Еще несколько дней протекали в подобных беседах, и вот:
– Орландо, любимая, – начал было Шел, когда за дверью послышалось шарканье и Баскет, дворецкий, явился с сообщением, что внизу ждут двое фараонов с приказом королевы.
– Сюда их, – кратко сказал Шелмердин, будто стоял у себя на юте, и занял позицию подле камина, невольно заложив руки за спину.

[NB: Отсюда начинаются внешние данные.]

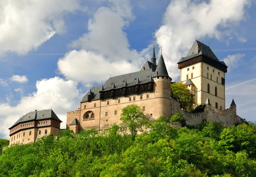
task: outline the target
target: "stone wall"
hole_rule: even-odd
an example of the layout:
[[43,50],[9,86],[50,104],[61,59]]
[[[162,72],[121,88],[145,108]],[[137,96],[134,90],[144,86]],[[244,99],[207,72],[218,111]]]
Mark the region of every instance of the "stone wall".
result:
[[243,119],[236,115],[236,107],[231,106],[222,112],[214,110],[210,105],[207,105],[204,111],[202,112],[192,114],[181,109],[180,112],[184,115],[187,125],[193,125],[201,124],[206,119],[213,122],[220,122],[222,125],[231,126],[237,124],[241,124]]

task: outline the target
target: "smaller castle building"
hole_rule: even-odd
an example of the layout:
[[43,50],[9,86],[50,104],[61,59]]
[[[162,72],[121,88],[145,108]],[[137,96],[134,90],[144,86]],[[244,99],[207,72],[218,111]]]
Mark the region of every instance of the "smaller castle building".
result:
[[61,122],[52,109],[29,112],[9,128],[9,145],[34,142],[50,134],[56,136]]

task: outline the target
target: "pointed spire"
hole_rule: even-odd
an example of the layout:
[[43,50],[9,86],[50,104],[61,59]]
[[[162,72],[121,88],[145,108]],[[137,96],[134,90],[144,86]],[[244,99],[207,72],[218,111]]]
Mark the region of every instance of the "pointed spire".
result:
[[210,100],[209,100],[209,98],[208,98],[208,96],[207,97],[207,98],[206,99],[206,101],[205,102],[205,104],[206,104],[207,105],[212,105],[210,104]]
[[166,67],[165,65],[164,60],[163,60],[163,57],[162,54],[161,54],[161,56],[160,56],[160,58],[159,59],[159,61],[157,64],[157,67],[156,71],[155,71],[154,76],[155,77],[157,76],[169,77],[167,69],[166,69]]
[[90,88],[90,91],[89,91],[89,94],[88,94],[88,95],[92,95],[92,90],[91,90]]
[[153,63],[153,65],[156,65],[156,55],[155,54],[155,52],[154,52],[154,50],[153,51],[153,54],[152,55],[152,59],[151,59],[151,61],[152,61],[152,63]]
[[232,100],[232,102],[231,102],[231,104],[230,106],[236,106],[236,103],[235,103],[235,101],[234,101],[234,99]]

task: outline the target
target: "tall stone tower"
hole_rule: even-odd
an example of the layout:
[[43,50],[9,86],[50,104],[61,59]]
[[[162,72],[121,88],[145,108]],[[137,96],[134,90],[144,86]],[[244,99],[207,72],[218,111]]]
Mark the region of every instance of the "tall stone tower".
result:
[[225,73],[228,67],[209,46],[196,40],[177,64],[180,81],[194,94],[195,107],[204,104],[208,98],[212,109],[225,110]]

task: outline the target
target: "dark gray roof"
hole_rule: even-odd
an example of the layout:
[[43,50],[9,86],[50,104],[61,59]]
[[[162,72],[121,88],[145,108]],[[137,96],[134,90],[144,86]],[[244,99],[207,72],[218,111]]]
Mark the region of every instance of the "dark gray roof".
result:
[[78,123],[78,121],[77,120],[76,118],[75,118],[74,119],[74,120],[73,120],[73,121],[72,121],[72,122],[71,122],[71,124],[70,124],[70,125],[79,125],[79,124]]
[[[196,46],[197,45],[198,45],[199,52],[198,53],[196,53]],[[179,62],[177,63],[180,63],[181,62],[184,62],[184,61],[187,60],[191,59],[192,58],[195,57],[197,56],[199,56],[201,55],[203,55],[208,57],[210,58],[214,61],[218,62],[225,66],[227,66],[224,62],[220,61],[217,56],[215,55],[212,49],[208,45],[203,44],[203,43],[196,40],[193,44],[192,47],[189,51],[189,52],[184,57],[181,57]]]
[[231,104],[230,106],[236,106],[236,103],[235,103],[235,101],[234,101],[234,99],[232,100],[232,102],[231,102]]
[[164,60],[163,60],[163,55],[161,54],[158,63],[157,64],[157,66],[156,69],[155,71],[154,76],[168,76],[169,77],[168,75],[168,72],[166,69]]
[[186,85],[195,85],[195,84],[194,84],[194,83],[193,83],[193,82],[192,81],[191,81],[190,79],[188,79],[188,80],[186,81],[186,83],[185,83],[185,84]]
[[208,98],[208,97],[207,97],[207,98],[206,99],[206,101],[205,102],[205,104],[206,104],[207,105],[212,105],[210,104],[210,100],[209,100],[209,98]]
[[[157,76],[169,77],[162,55],[161,55],[157,66],[148,61],[144,66],[145,67],[145,70],[141,70],[140,71],[112,77],[109,78],[103,86],[93,87],[84,96],[81,102],[88,101],[88,96],[89,95],[89,94],[93,96],[91,101],[99,100],[100,99],[100,91],[110,90],[113,89],[119,89],[124,87],[133,86],[137,84],[143,84],[152,82],[154,81],[153,77]],[[151,66],[151,67],[150,67]],[[156,66],[156,68],[155,68],[156,70],[155,71],[154,68]]]
[[[149,69],[152,69],[153,71],[154,71],[156,70],[156,68],[157,67],[156,65],[153,65],[151,62],[147,61],[144,65],[143,66],[143,67],[144,67],[145,68],[145,70],[148,70]],[[142,70],[142,68],[140,70]]]
[[35,111],[29,112],[25,115],[21,117],[9,129],[11,129],[12,127],[22,122],[33,120],[43,120],[49,118],[52,118],[61,122],[62,122],[51,109],[41,110],[40,111],[35,110]]

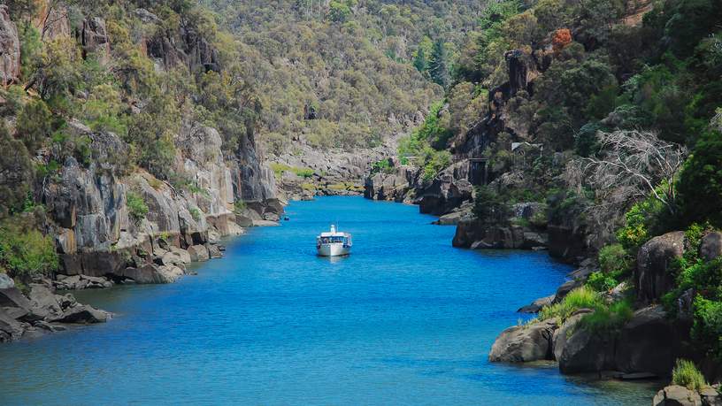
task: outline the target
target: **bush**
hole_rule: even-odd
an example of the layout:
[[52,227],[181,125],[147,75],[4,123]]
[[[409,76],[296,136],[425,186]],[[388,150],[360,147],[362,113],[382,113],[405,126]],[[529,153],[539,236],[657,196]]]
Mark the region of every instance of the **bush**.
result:
[[546,320],[559,318],[562,322],[580,309],[597,309],[603,306],[602,300],[596,292],[583,286],[569,292],[558,303],[544,306],[539,312],[539,318]]
[[621,244],[603,247],[597,256],[602,272],[606,273],[623,272],[629,269],[629,257]]
[[148,214],[148,205],[145,204],[143,198],[135,192],[128,191],[126,194],[126,204],[127,204],[130,217],[136,223],[142,221]]
[[602,272],[592,272],[587,280],[587,286],[597,292],[607,292],[619,284],[616,278]]
[[191,207],[188,211],[190,211],[190,215],[193,217],[194,220],[200,221],[200,219],[201,219],[201,211],[200,210],[198,210],[196,207]]
[[609,306],[598,306],[594,313],[588,314],[580,320],[580,327],[593,332],[611,332],[624,326],[632,318],[633,314],[632,305],[623,300]]
[[692,338],[717,360],[722,360],[722,302],[697,295],[695,298]]
[[0,225],[0,268],[27,281],[50,275],[58,266],[55,243],[22,218],[9,218]]
[[677,360],[674,369],[672,370],[672,383],[697,391],[708,386],[704,376],[695,366],[695,363],[686,359]]

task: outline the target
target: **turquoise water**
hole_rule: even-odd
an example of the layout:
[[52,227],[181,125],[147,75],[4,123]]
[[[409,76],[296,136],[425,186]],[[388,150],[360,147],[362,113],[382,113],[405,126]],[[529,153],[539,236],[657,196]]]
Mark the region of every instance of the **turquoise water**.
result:
[[[487,361],[514,310],[564,280],[545,254],[453,249],[415,206],[287,210],[197,276],[79,292],[115,318],[0,346],[0,404],[649,404],[649,386]],[[349,257],[315,256],[332,221]]]

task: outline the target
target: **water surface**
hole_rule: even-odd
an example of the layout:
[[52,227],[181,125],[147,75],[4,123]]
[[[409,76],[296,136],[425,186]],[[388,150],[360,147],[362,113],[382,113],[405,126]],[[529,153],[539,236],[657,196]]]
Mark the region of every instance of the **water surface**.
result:
[[[107,324],[0,346],[0,404],[649,404],[652,387],[490,364],[514,310],[569,272],[544,253],[454,249],[418,208],[292,203],[197,276],[78,292]],[[315,256],[338,222],[346,258]]]

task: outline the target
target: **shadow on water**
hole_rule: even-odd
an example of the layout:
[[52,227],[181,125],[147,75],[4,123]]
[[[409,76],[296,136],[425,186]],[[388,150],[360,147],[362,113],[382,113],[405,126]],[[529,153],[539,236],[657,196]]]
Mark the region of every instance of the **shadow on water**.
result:
[[[329,197],[288,212],[196,276],[77,292],[115,318],[0,346],[0,403],[649,402],[653,385],[488,362],[516,309],[570,271],[546,254],[454,249],[454,227],[415,206]],[[334,221],[352,254],[317,257]]]

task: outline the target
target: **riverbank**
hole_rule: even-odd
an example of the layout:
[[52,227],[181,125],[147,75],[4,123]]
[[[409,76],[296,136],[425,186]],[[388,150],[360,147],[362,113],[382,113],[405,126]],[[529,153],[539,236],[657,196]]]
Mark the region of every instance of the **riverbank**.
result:
[[[193,278],[78,292],[112,322],[0,347],[4,401],[634,405],[654,395],[487,360],[518,303],[570,271],[543,253],[454,249],[454,229],[417,207],[360,197],[287,213],[225,240],[226,257]],[[348,258],[315,256],[329,218],[354,235]]]

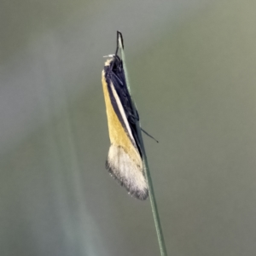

Двое полицейских, в бутылочных мундирах, с дубинками у бедра, вошли и стали по стойке «смирно». Покончив с формальностями, они передали Орландо в собственные руки, как им было предписано, документ чрезвычайной важности, судя по сургучным кляксам, лентам, присягам и подписям самого внушительного свойства.
Орландо пробежала бумагу глазами и затем с помощью указательного пальца правой руки, выделила, как самые насущные, следующие факты.
«Судебным разбирательством установлено… – читала она, – кое-что в мою пользу, вот, например… а кое-что нет. Турецкий брак аннулировать (я была послом в Константинополе, Шел, – пояснила она). Детей признать внебрачными (якобы у меня было трое сыновей от Пепиты, испанской танцовщицы). Так что они ничего не наследуют… вот это прекрасно… Пол? Ага! Что насчет пола? Мой пол, – прочитала она не без торжественности, – неоспоримо, без тени сомнения (А? Что я тебе минуту назад говорила, Шел?) объявляется женским Состояние, сим освобождаемое от наложенного на него ареста, имеет переходить моим наследникам и наследникам вышеозначенных по мужской линии, в случае же невступления в брак…» – Но тут слог закона ей надоел, и она сказала:
– Но невступления в брак не ожидается и отсутствия наследников тоже, так что остальное можно не читать, – после чего подмахнула свою подпись под росчерком лорда Пальмерстона [50] и с той минуты вошла в неограниченное владение своими титулами, домами и состоянием, каковое заметно убавилось, так как на разбирательство ушла уйма денег, и, снова бесконечно знатная, она была теперь ужасно бедна.
Когда стал известен исход процесса (а слухи были куда расторопней, чем сменивший их телеграф), весь город ликовал.
[Лошадей впрягли в кареты с единственной целью вывести их погулять. Ландо и коляски порожняком непрестанно катили туда-сюда по Хай-стрит. В «Быке» читали приветствия. В «Олене» читали ответы. Лондон был иллюминирован. Золотые ларцы выставляли в надежно запертых горках. Монеты добросовестно клали под камень. Основывались больницы. Открывались крысиные и воробьиные клубы. Чучела турчанок вместе с несчетным множеством крестьянских мальчишек со свисающей изо рта ленточкой: «Я не то, за что себя выдаю» – дюжинами сжигали на рыночных площадях. Скоро дворцовые каурые пони протрусили к дому Орландо с приказанием от королевы явиться нынче же к ужину и остаться ночевать во дворце. Стол Орландо, как и в предыдущем случае, тонул под сугробами приглашений от графини Р., леди К., леди Пальмерстон, маркизы В., миссис Гладстон [51] и прочих, искавших удовольствия ее видеть и напоминавших о старинных связях своих семейств с ее собственным, и прочее, и прочее] – что не случайно заключено в квадратные скобки, должным образом означающие, насколько преходящим и бренным было все это для Орландо. Возвращаясь к тексту, она все это пропустила. На рыночных площадях пылали костры, а она бродила по темным лесам наедине с Шелмердином. Стояла прелестная погода, деревья недвижно простирали над ними ветви, и, если все-таки падал какой-нибудь лист, он падал так медленно, что можно было полчаса наблюдать, как он, золотой и багряный, кружит в воздухе, прежде чем упасть к ногам Орландо.